We directly test and translate our preclinical findings into the clinics. Thanks to our collaborations with different clinical centers in Italy and around the world, we collect data on human neurocognitive and clinical assessments as well as biological samples (brain and blood samples) that are processed and analyzed in our laboratory. We also have exclusive access to different human databases.

To study gene functions and diseases mechanisms in vivo, we use genetically modified mice, as examples:

• Mouse lines with clinically-relevant genetic variants (e.g. 22q11.2, 16p11.2, COMT Val, COMT ko, Dysbindin-1, 1A, 1C, Arc/Arg3.1, D2L, D3, DAT, CRF/CRF1, CRF/CRF2, NRG1-IV, CB1, OXT, and double mutants with different combinations).

• Floxed and Cre transgenic mouse lines to investigate site-, time- and cell-type specific mechanisms.
  Main brain regions of interest: prefrontal cortex, amygdala, hypothalamus, postero-parietal cortex.
  Developmental time: perinatal, pre-adolescence, adolescence, adulthood.
  Cell types: pyramidal neurons, SOM+ and PV+ interneurons, astrocytes, and microglia.
  Systems: dopamine, oxytocin, CRF and cannabinoids.

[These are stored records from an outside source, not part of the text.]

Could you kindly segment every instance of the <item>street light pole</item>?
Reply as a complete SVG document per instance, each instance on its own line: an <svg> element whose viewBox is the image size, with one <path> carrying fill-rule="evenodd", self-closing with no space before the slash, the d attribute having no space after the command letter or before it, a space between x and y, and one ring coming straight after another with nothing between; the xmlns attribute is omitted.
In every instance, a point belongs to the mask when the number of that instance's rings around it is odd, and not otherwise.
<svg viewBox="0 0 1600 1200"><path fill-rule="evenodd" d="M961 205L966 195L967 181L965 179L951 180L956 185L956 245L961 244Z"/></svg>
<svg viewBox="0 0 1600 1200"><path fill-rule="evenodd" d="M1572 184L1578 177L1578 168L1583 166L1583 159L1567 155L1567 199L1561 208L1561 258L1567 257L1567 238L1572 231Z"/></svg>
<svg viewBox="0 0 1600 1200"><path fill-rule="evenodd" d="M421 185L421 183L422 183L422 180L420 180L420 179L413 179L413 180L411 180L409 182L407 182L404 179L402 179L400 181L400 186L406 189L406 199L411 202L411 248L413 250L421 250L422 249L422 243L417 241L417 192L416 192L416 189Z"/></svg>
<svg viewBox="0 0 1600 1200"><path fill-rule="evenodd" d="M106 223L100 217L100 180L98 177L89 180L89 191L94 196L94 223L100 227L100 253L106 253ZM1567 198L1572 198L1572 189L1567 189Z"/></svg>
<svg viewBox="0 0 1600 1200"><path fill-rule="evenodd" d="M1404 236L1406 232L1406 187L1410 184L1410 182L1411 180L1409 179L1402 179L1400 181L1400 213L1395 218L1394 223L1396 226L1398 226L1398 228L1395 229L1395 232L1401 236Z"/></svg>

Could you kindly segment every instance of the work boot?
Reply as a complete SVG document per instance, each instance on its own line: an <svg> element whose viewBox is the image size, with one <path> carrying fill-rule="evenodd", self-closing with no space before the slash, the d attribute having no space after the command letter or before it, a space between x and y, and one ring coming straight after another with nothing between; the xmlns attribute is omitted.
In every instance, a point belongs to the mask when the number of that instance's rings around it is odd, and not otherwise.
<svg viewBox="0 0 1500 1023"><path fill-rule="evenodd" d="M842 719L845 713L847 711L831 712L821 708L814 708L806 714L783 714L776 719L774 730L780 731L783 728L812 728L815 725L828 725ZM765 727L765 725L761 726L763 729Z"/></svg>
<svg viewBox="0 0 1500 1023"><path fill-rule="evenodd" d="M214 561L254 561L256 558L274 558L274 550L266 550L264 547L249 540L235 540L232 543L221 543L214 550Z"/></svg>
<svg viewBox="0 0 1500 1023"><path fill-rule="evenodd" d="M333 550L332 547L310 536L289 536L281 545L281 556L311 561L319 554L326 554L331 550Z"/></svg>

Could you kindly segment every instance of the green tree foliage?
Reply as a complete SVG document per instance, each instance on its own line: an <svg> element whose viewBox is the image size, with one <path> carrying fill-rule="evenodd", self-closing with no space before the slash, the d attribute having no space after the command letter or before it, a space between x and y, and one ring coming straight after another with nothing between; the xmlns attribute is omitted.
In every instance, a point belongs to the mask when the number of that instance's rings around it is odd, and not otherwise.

OPERON. A novel automated system to dissect different executive functions in mice. This novel operant-based apparatus for mice was modelled after the human- and non-human primates’ Wisconsin Card Sorting Test and CANTAB Intra-/Extradimensional set-shifting tasks.

Emotion Discrimination Task. We established a new behavioural assay to measure mice ability to discriminate conspecifics based on either positive or negative emotional states, distinct from sociability and emotional contagion, and with high translational validity to humans’ emotion recognition tasks.

Modified 5-Choice Serial Reaction Time task. This apparatus is used to automatically dissect in adult and adolescent mice different aspects of attentional control, divided and selective attention, impulsivity, and distractibility.

We perform ex vivo and in vivo imaging analyses of the mouse brain to investigate the circuits of social/cognitive brain. We also study the morphological alterations in neurons and glial cell induced by genetic variations and/or drug administrations at different stages of development.

Miniscopes enables one-photon epifluorescent imaging of calcium dynamics in freely moving mice.  With this technique, we map the brain activity with single-cell resolution, enabling us to compare the physiological activity of a specific cell type (e.g. neurons or astrocytes) during different social cognitive tasks within different conditions and between different days.

Fibre photometry uses the intensity-based genetically encoded indicators for calcium  (GCaMP) or dopamine (dLight1) to assess the neural activity of defined subpopulations of neurons through an optic fibre in freely moving animals. This technique allows us to record with a high spatiotemporal resolution neural activity in the nucleus accumbens, amygdala and prefrontal cortex, while animals are performing our cognitive or social tasks.

To study the neural substrates of cognitive and social behaviours we employ tetrode and silicon probe recordings in freely moving mice while performing social- and higher-order cognitive tasks. These methods allow us to analyze the activity of single cells as well as the activity of neuronal networks on a millisecond time scale. To address the contribution of defined cell populations to the neuronal network activity we also combine electrophysiological recordings with optogenetic manipulations.

Intracerebral in vivo microdialysis allows the collection of small-molecular-weight substances from brain interstitial space. Here we use this technique coupled to high-pressure liquid chromatography to monitor in a time-dependent manner the outflow of neurotransmitters (dopamine, norepinephrine, serotonin, GABA, glutamate) and their metabolites in discrete brain regions, such as the nucleus accumbens and the prefrontal cortex.

To gain new mechanistic insights, we use these techniques to activate or inhibit with temporal and spatial specificity targeted subcellular populations or specific neuronal pathways in freely moving mice while performing our cognitive and social tasks.

Despite we are prevalently an in vivo laboratory, we employ classical techniques to both validate our models and get insights into the cellular and molecular mechanisms involved in the behavioural alterations we investigate.

We perform mRNA and protein quantifications through real-time PCR, western blot and ELISA tests. We analyse cell populations proportions in neural and immune samples, by fluorescence-based flow cytometry, and select specific cell populations by fluorescence-activated cell sorting (FACS) for gene expression analyses. Finally, we investigate cell and tissue morphology by cutting-edge fluorescence and confocal microscopes.